Please do a little better. What are the total conditions for each picture. In your text you state the CPU is removed? is that true?
Back to U4. If pin 13 is still not above 2.5V , With the CPU removed, there is likely still something pulling it down.
U4 pin 1 has a pullup resistor R35 of 560 ohms.
The possible problems are:
U4 pin 1
U16 pin 1
U5-U12 pin 13
With the CPU removed, pin 13 of the RAMs should be Hi while pin 12 of U4 is high.
I assume U7 was the one RAM that was cold. So with that removed, it is not the ONLY problem. It was clearly not acting right, compared to the other RAMs. Don't expect much from it.
Don't expect anything predictable to be happening of the processor to boot with one or more of the RAM pulled or bad, using the CPU and code in U2.
The RAMs each do only one bit of the data bus and like I said,
the processor is basically brain dead with out page 0 and page 1 RAM, completely working.
Don't bother trying to get something useful happening without RAM, other than the first test.
My first diagnostic program does not use any RAM so it is the only step in the diagnostic that.
Not seeing pin13 of the RAMs, not a solid logical 1 is bad. Something is pulling the line down. It could be any of the other RAMs that you haven't removed or U4, or U16.
The above list are the only things connected to the K0 line. Before pulling every RAM, you might try using a ~500 ohm resistor to pull up and down on each DO ( data out ) pin 12
of each RAM. Conditions being power up with the U1, U2 and U3 all removed. Just get a list of voltages those RAMs that are still on the board, connecting the resistor free end to ground and then to 5v, board powered on. I don't expect this to show much but it is worth a try before pulling other parts of the board.
Do look at R35 and make sure it isn't physically broken, first.
Finding the culprit with out special current sensing devices is not going to be easy, other than pulling one part at a time. HP made just such a probe. I played with it a little but the probe was several thousand dollars and not in our departments budget.
Pulling U7 was the most likely. Of course, all the other RAMs could be bad and U7 was the only good one. At this point were are looking for a needle in a hay stack.
Dwight
 
I have faced the problem before where it could be one of a number of RAMs defective, and they are soldered in. How to find them, when as Dwight puts it the processor is brain dead without page 0 ?

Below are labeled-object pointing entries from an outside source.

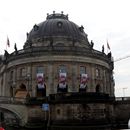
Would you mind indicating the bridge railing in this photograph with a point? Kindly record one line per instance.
(17, 100)
(122, 98)
(12, 100)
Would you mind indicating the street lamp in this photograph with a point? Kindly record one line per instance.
(124, 91)
(28, 81)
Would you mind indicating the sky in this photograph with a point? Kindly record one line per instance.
(103, 20)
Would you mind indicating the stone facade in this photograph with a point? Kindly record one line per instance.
(53, 47)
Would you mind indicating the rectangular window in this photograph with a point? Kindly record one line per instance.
(40, 70)
(82, 70)
(98, 73)
(62, 69)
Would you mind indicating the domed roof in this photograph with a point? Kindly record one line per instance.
(57, 25)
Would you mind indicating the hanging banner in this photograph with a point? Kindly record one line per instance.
(40, 80)
(83, 80)
(62, 80)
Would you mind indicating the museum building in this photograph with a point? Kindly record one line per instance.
(57, 58)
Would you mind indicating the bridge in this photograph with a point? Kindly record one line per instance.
(28, 112)
(22, 111)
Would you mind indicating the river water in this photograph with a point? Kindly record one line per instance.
(11, 128)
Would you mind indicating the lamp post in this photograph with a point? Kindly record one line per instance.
(124, 91)
(28, 81)
(14, 87)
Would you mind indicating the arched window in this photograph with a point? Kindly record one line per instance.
(98, 88)
(41, 91)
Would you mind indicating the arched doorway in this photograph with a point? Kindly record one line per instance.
(22, 92)
(41, 90)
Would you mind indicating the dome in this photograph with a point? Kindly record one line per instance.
(56, 25)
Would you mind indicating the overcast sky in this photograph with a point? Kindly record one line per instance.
(102, 20)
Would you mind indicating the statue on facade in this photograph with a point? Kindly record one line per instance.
(15, 47)
(92, 44)
(6, 54)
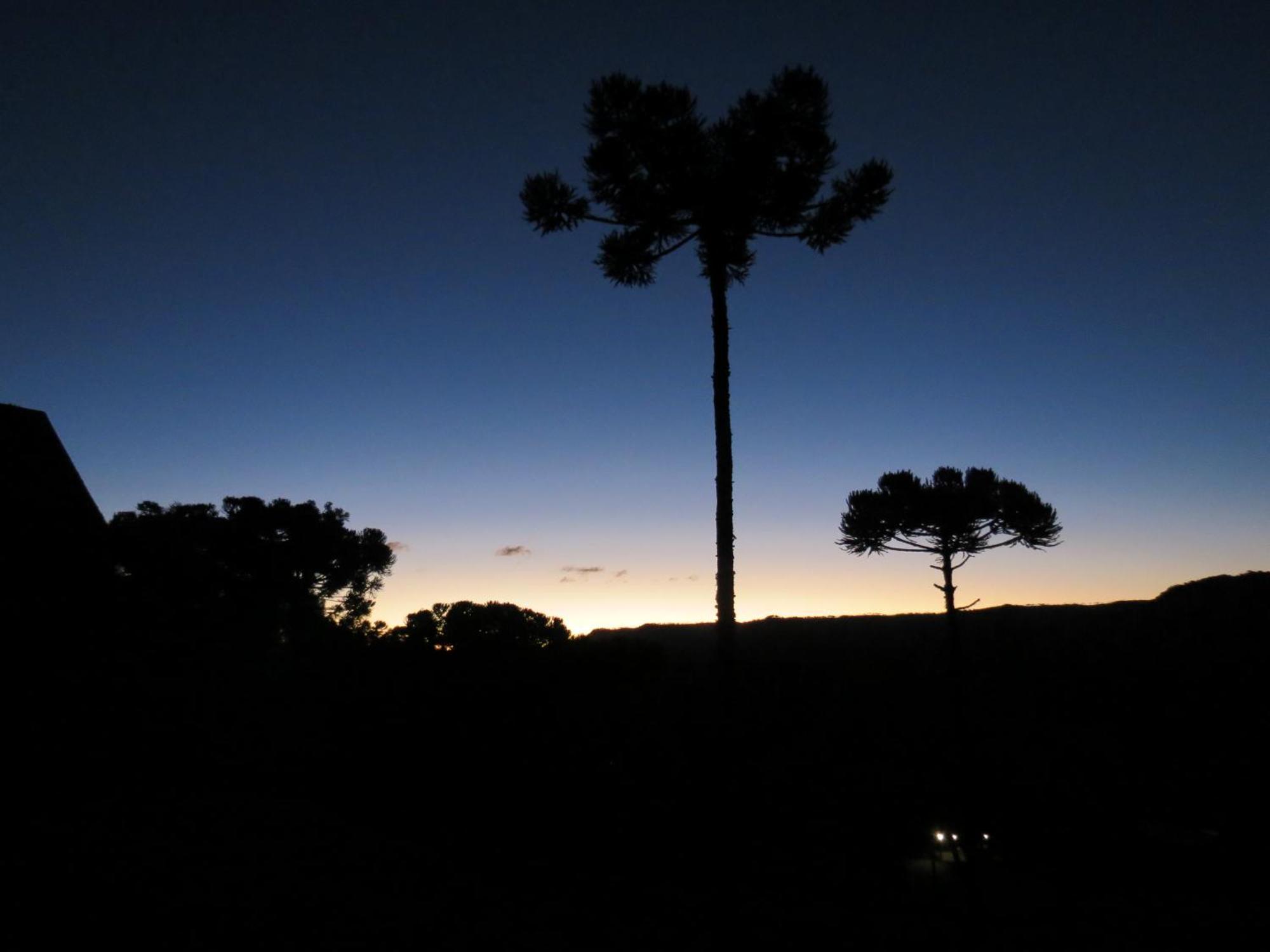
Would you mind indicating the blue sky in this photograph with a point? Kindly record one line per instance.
(277, 251)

The trick I used was to dynamically disable the page 0 ram, with an address decoder, but a little more maybe the lower 1k and at the same time that was electrically disabled, gate in a known good SRAM. I am not sure how this could be done on a KIM-1 as I have not investigated it for this computer, but the idea worked very well for a PET to find and isolate the defective 4116 Drams. Once the computer boots with substitute SRAM, small programs can be run to interrogate the the existing faulty RAM IC array and figure out which ones are the duds.
 
The processor looks to be trying to run. I'm assuming picture U4 is with the processor in place. There is not a lot of information with each picture, about the conditions.
Please do a little better. What are the total conditions for each picture. In your text you state the CPU is removed? is that true?
Sorry about that, the pictures are with the CPU in, the measurements where it says it was removed where without, otherwise with it running
Back to U4. If pin 13 is still not above 2.5V , With the CPU removed, there is likely still something pulling it down.
U4 pin 1 has a pullup resistor R35 of 560 ohms.
The possible problems are:
U4 pin 1
U16 pin 1
U5-U12 pin 13
With the CPU removed, pin 13 of the RAMs should be Hi while pin 12 of U4 is high.
I assume U7 was the one RAM that was cold. So with that removed, it is not the ONLY problem. It was clearly not acting right, compared to the other RAMs. Don't expect much from it.
I'll check that tomorrow
Don't expect anything predictable to be happening of the processor to boot with one or more of the RAM pulled or bad, using the CPU and code in U2.
The RAMs each do only one bit of the data bus and like I said,
the processor is basically brain dead with out page 0 and page 1 RAM, completely working.
Don't bother trying to get something useful happening without RAM, other than the first test.
My first diagnostic program does not use any RAM so it is the only step in the diagnostic that.
Yup, understood that... I'm trying to make the LED blink before I look at fixing RAM issues
Not seeing pin13 of the RAMs, not a solid logical 1 is bad. Something is pulling the line down. It could be any of the other RAMs that you haven't removed or U4, or U16.
The above list are the only things connected to the K0 line. Before pulling every RAM, you might try using a ~500 ohm resistor to pull up and down on each DO ( data out ) pin 12
of each RAM. Conditions being power up with the U1, U2 and U3 all removed. Just get a list of voltages those RAMs that are still on the board, connecting the resistor free end to ground and then to 5v, board powered on. I don't expect this to show much but it is worth a try before pulling other parts of the board.
Do look at R35 and make sure it isn't physically broken, first.
R35 is ok. I'll try to get some results with the resistor.
Finding the culprit with out special current sensing devices is not going to be easy, other than pulling one part at a time. HP made just such a probe. I played with it a little but the probe was several thousand dollars and not in our departments budget.
Pulling U7 was the most likely. Of course, all the other RAMs could be bad and U7 was the only good one. At this point were are looking for a needle in a hay stack.
Dwight
I've read about the probe, but good luck finding one... you've confirmed my suspicions, that it is finding a needle in a haystack but I'll try my best narrowing it down before starting to snip off legs.
I have faced the problem before where it could be one of a number of RAMs defective, and they are soldered in. How to find them, when as Dwight puts it the processor is brain dead without page 0 ?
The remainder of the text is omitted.